Bloomington Council Open To Police Funding Discussion
Bloomington City Council members generally say they aren't ready to overhaul public safety in the city amid national calls to "Defund the Police," but several want to start heading in that direction.
City council member Jenn Carrillo was the first on the council to suggest the city start shifting some police resources to help the disadvantaged after George Floyd’s death and several other recent incidents of violence against Black people.
After Black Lives Matter BloNo recently issued its demand that local governments slash police funding in half by 2023, city council member Jeff Crabill called that an aspirational target. Crabill, a Black Lives Matter supporter, suggests starting with no funding increases, especially since the crime rate has dropped in recent years.

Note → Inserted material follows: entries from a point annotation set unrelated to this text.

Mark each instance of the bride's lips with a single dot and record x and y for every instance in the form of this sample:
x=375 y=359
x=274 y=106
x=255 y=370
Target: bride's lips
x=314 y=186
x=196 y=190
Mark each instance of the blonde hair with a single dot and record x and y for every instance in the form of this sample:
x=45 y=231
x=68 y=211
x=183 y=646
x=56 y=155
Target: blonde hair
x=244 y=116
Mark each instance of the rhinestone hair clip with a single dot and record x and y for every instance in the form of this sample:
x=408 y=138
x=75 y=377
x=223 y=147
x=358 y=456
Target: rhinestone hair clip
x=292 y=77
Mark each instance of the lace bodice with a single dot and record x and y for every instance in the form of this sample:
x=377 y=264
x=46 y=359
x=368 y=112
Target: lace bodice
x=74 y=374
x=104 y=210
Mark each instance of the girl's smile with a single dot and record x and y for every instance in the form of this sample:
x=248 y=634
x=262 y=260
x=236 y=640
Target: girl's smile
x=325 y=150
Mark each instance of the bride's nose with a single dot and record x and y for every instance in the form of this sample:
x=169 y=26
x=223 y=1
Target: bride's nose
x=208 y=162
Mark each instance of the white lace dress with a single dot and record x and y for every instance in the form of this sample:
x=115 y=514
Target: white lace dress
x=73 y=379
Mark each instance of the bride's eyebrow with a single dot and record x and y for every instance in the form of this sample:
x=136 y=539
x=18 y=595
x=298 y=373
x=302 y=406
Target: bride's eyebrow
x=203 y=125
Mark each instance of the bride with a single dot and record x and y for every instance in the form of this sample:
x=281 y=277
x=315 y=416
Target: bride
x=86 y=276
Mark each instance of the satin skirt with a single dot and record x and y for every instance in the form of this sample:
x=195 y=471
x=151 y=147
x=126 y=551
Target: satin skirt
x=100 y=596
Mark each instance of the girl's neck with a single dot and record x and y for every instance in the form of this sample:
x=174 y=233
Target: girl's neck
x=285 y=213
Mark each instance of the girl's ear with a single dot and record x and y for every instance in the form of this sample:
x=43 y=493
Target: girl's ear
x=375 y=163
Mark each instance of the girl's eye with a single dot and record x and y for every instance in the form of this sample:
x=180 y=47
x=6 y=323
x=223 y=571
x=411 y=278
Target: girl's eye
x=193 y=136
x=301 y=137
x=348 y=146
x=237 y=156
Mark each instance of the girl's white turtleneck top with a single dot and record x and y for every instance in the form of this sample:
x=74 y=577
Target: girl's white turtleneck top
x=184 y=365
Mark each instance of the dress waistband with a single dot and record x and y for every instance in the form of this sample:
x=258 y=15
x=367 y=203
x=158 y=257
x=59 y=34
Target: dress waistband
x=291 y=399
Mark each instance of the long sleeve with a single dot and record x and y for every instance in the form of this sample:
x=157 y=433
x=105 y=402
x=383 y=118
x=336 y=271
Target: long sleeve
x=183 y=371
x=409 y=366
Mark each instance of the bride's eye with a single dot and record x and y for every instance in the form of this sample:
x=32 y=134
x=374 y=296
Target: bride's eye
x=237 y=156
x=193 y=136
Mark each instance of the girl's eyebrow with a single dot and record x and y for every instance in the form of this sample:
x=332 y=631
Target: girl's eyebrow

“When we look at the U.S. military budget, we just say more is needed, always more is needed because you can never do enough for public safety,” he said, adding that stemming the growth of law enforcement agencies would force them to make more substantive changes.
“If you look at the reforms that have been placed on police departments for many years, it doesn’t seem to be solving the problem,” Crabill said.
He said one place to cut would be to remove police officers from schools. Council member Julie Emig said she's open to shifting resources,but said the discussion needs collaboration among the city, police, Black Lives Matter, the city's civilian review board, the NAACP and others.
“We have all of these entities who are positioned to engage in restructuring and reform,” Emig said. “I think that collaborative piece is probably the thing that’s most lacking right now.”
Emig said she considers the 50% funding cut a starting point in the discussion to address what has become a sea change in how Americans view policing.
“This is a national call that crime fighting is a very small part of what police may actually do every day. And if that’s the case here, then let’s talk about it,” Emig said.
City council member Joni Painter said she's also willing to talk about it, but said too much of the discussion goes too far, especially on social media.
“People have been screaming at one another on Facebook and other social media over the whole thing,” Painter said. “It’s a shame that an important issue is being shredded like it has been.”
Painter joined the fray, calling the local Black Lives Matter movement unprepared and heavy-handed. Still, she supports some of the group's demands, including an end to cash bail.
“I think it adds a layer of profit to our justice system and I don’t think that the free market has any place in our system of justice,” said Painter, adding she'd like to see mental health and other resources get more funding, but she's not ready to take that out of police coffers yet.
Council member Mboka Mwilambwe said he supports incremental increases in targeted areas that could do the most help.
“What I would do is try to increase resources in some of the areas of concern, like economic opportunity for example, little by little to see does that make a change in what we are trying to address here,” he said.
But Mwilambwe said the city must proceed carefully to ensure officers can still respond when they are truly needed.
“We also do not want to create the fear from people that there will be less safety,” Mwilambwe said.
Others on the council are taking a wait-and-see approach. Council member Donna Boelen said she has nothing to say about defunding police until there's an actual plan to consider.
“When the sound bite 'Defund the Police' has some real substance, I will be able to offer an informed opinion,” Boelen said in an email. “Until then, there is no value to speaking on the topic.”
The next budget cycle is still 10 months away, so there likely won't be any concrete plan for a while.
Bloomington Mayor Tari Renner has said he'll veto any measure to significantly cut police funding, but added he's willing to support some reforms.